Pikalyovo is essentially a product of the Soviet Union, its Lenin monument, Palace of Culture and “Soviet Street” attesting to the town’s industrial origins.
After developing around a cement factory using local limestone deposits in the early Soviet era, Pikalyovo turned to alumina production in 1959.
The Basel Cement Pikalyovo company — which produces alumina — today employs more than 2,100 people, or more than one-tenth of the population.
The heavy industries that dominate Russian factory towns often depend heavily on the international price of oil, aluminum and coal markets, and can be victims of their volatility, said Ilya Krivogov, the head of the Russian Monocity Development Fund.
“They [monocities] often have not been modernized since the 1950s or 1960s and their competitiveness is weak,” he said.
Financially strangled and plagued with disagreements among its owners during the 2008-2009 global economic crisis, Pikalyovo’s industrial complex announced massive job cuts after its workers had gone unpaid for months.
After several hundred people blocked a federal highway in protest in June 2009, then-Russian prime minister Vladimir Putin flew in on a helicopter to publicly castigate the complex’s owners, including oligarch Oleg Deripaska, in an intervention broadcast on national television.
Putin tossed a pen on the table and forced Deripaska to sign an agreement resolving the dispute, before the Kremlin strongman snarkily asked for his pen back.
The incident increased interest from the authorities toward “monocities,” leading to the creation of a federal fund for their development with about 30 billion rubles (US$452 million at the current exchange rate) over three years.
The fund participates in investment projects and trains local bureaucrats and businessman to diversify their cities’ single-industry economies.
A 2010 state-sponsored economic diversification plan has led Pikalyovo to open a greenhouse facility producing cucumbers, lettuce and tomatoes. Last month, the town inaugurated the construction site of a new industrial zone.
“We want to increase production, create products that have more added value,” said Maxim Volkov, the new chief executive of the alumina refinery.

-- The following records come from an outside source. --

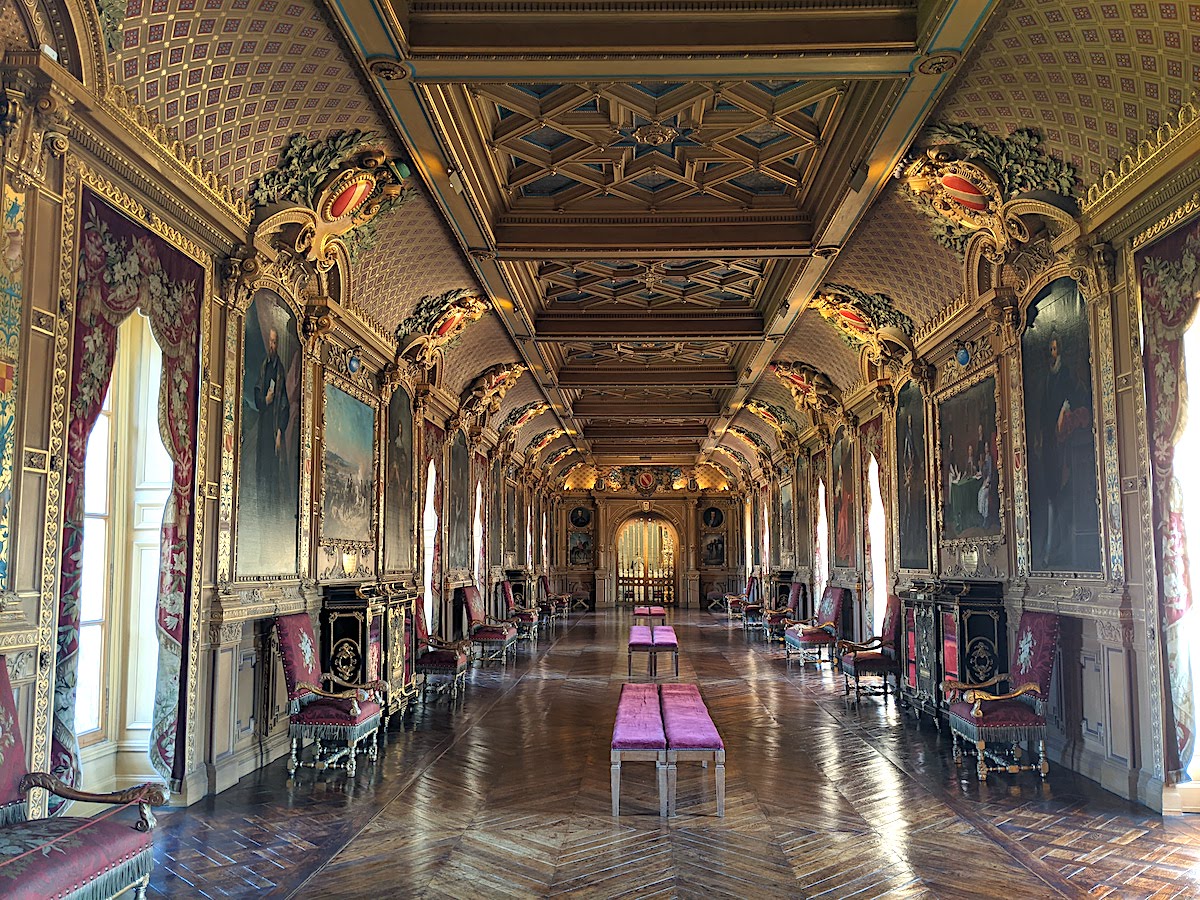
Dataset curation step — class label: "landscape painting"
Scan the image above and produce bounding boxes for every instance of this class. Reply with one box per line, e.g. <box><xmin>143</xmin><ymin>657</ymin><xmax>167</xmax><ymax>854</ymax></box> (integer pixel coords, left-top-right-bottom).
<box><xmin>937</xmin><ymin>374</ymin><xmax>1001</xmax><ymax>540</ymax></box>
<box><xmin>896</xmin><ymin>382</ymin><xmax>930</xmax><ymax>571</ymax></box>
<box><xmin>320</xmin><ymin>383</ymin><xmax>374</xmax><ymax>544</ymax></box>
<box><xmin>383</xmin><ymin>388</ymin><xmax>413</xmax><ymax>571</ymax></box>
<box><xmin>235</xmin><ymin>290</ymin><xmax>302</xmax><ymax>578</ymax></box>
<box><xmin>1021</xmin><ymin>278</ymin><xmax>1102</xmax><ymax>574</ymax></box>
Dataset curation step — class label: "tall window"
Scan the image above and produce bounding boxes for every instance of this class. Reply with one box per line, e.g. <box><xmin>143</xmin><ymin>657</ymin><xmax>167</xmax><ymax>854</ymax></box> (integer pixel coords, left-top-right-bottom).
<box><xmin>470</xmin><ymin>484</ymin><xmax>484</xmax><ymax>588</ymax></box>
<box><xmin>866</xmin><ymin>456</ymin><xmax>888</xmax><ymax>634</ymax></box>
<box><xmin>76</xmin><ymin>316</ymin><xmax>174</xmax><ymax>758</ymax></box>
<box><xmin>812</xmin><ymin>478</ymin><xmax>829</xmax><ymax>598</ymax></box>
<box><xmin>421</xmin><ymin>460</ymin><xmax>438</xmax><ymax>634</ymax></box>
<box><xmin>1175</xmin><ymin>324</ymin><xmax>1200</xmax><ymax>781</ymax></box>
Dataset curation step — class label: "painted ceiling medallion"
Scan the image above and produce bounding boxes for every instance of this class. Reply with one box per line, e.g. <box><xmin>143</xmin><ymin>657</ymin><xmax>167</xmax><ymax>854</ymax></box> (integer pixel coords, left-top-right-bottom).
<box><xmin>898</xmin><ymin>122</ymin><xmax>1078</xmax><ymax>253</ymax></box>
<box><xmin>745</xmin><ymin>400</ymin><xmax>797</xmax><ymax>440</ymax></box>
<box><xmin>632</xmin><ymin>122</ymin><xmax>679</xmax><ymax>146</ymax></box>
<box><xmin>526</xmin><ymin>428</ymin><xmax>566</xmax><ymax>463</ymax></box>
<box><xmin>458</xmin><ymin>362</ymin><xmax>528</xmax><ymax>418</ymax></box>
<box><xmin>396</xmin><ymin>288</ymin><xmax>492</xmax><ymax>374</ymax></box>
<box><xmin>250</xmin><ymin>131</ymin><xmax>413</xmax><ymax>270</ymax></box>
<box><xmin>500</xmin><ymin>400</ymin><xmax>550</xmax><ymax>434</ymax></box>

Volkov boasted that the refinery had reduced its production costs and lowered its losses, even without state assistance.
Although the paint on the refinery’s hangars is chipped and its pipes rusted, major renovations have been launched and production has not slowed in spite of the crisis, Volkov said.
The refinery’s workers — who like other Russians have seen their purchasing power shrink with the collapse of the ruble and soaring inflation — have to work overtime to make ends meet, workers union chief Svetlana Antropova said.
Social benefits have been drastically cut since the Soviet era, where the state-run firms provided workers with wide-ranging benefits, including housing and vacations in certain workplaces.
“At the time [the Soviet era], the management of the refinery strove to increase production, to develop social gains, kindergartens and cultural centers, because everything depended on it,” Antropova said. “But since then we have lost everything, little by little.”